Methods: We used the KM plotter platform to analyze the correlation between mRNA expression of 32 NK receptor ligands and relapse-free survival (RFS) and overall survival (OS) in 3951 and 1402 BC patients, respectively. The association with tumor subtypes and clinicopathological features was determined. BC samples were split into high and low expression groups according to the best cutoff value and the two patient cohorts were compared by Kaplan–Meier survival plots. The hazard ratios with 95% confidence intervals and log rank P values were calculated and FDR-adjusted for multiple testing correction. The data was considered to be statistically significant when FDR-adjusted P value < 0.05.
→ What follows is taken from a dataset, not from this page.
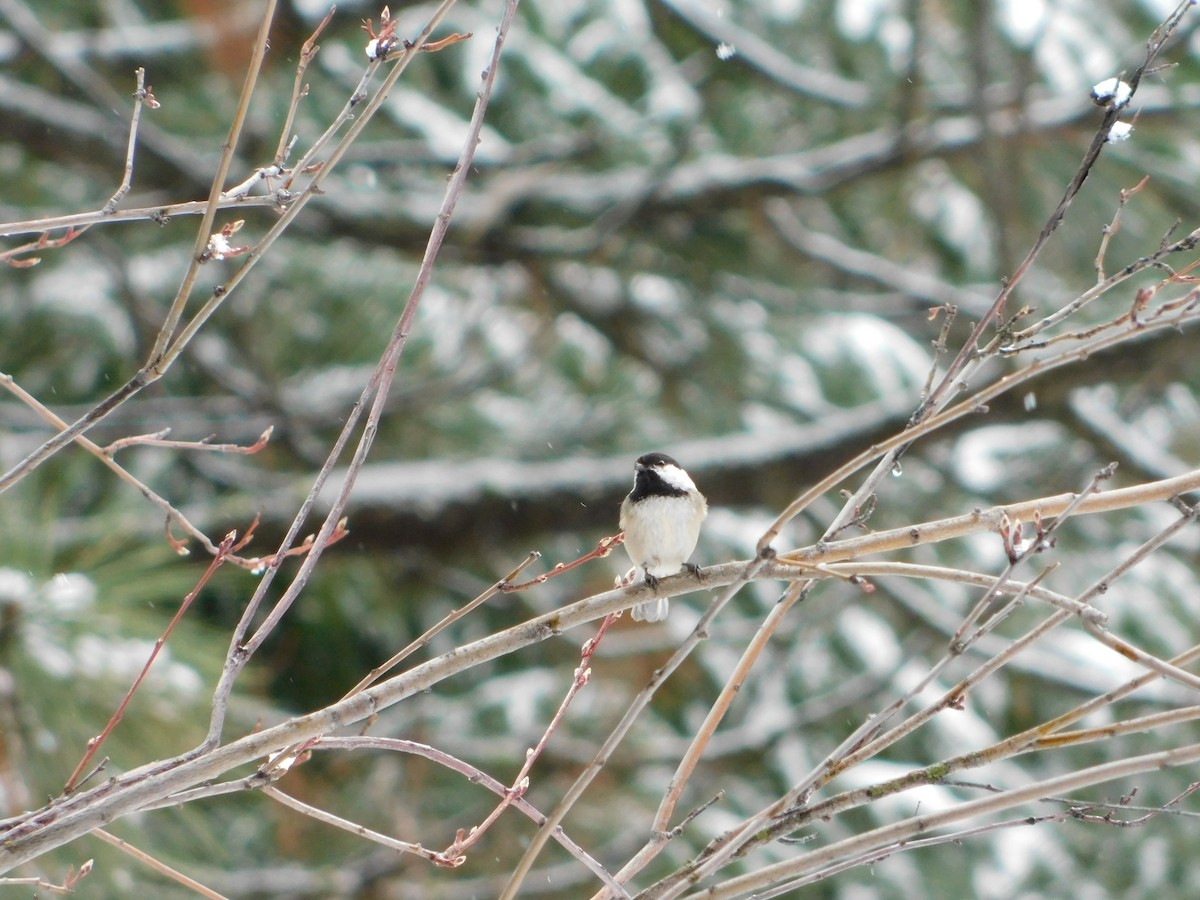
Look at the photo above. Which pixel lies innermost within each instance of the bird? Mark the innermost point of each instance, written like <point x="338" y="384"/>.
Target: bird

Results: High mRNA expression of around 80% of ligands for NK activating and inhibitory receptors associated with better RFS, which correlated with longer OS for only about half of the NK-activating ligands but for most NK-inhibitory ligands. Also, five NK-activating ligands correlated with worse prognosis. These prognostic values were differentially associated with the BC clinical criteria. In addition, the favorable prognostic influence of NK-activating ligands’ upregulation, as a whole, was mainly significantly associated with HER2-positive and basal-like subtypes, lymph node positive phenotype, and high-grade tumors.
Conclusions: NK receptor ligands appear to play an important role in defining BC patient prognosis. Identification of a group of patients with worse prognosis expressing high levels of NK-activating ligands and low levels of NK-inhibitory ligands makes them ideal potential candidates for NK-based immunotherapy to eliminate residual tumor cells, prevent relapse and improve patient survival.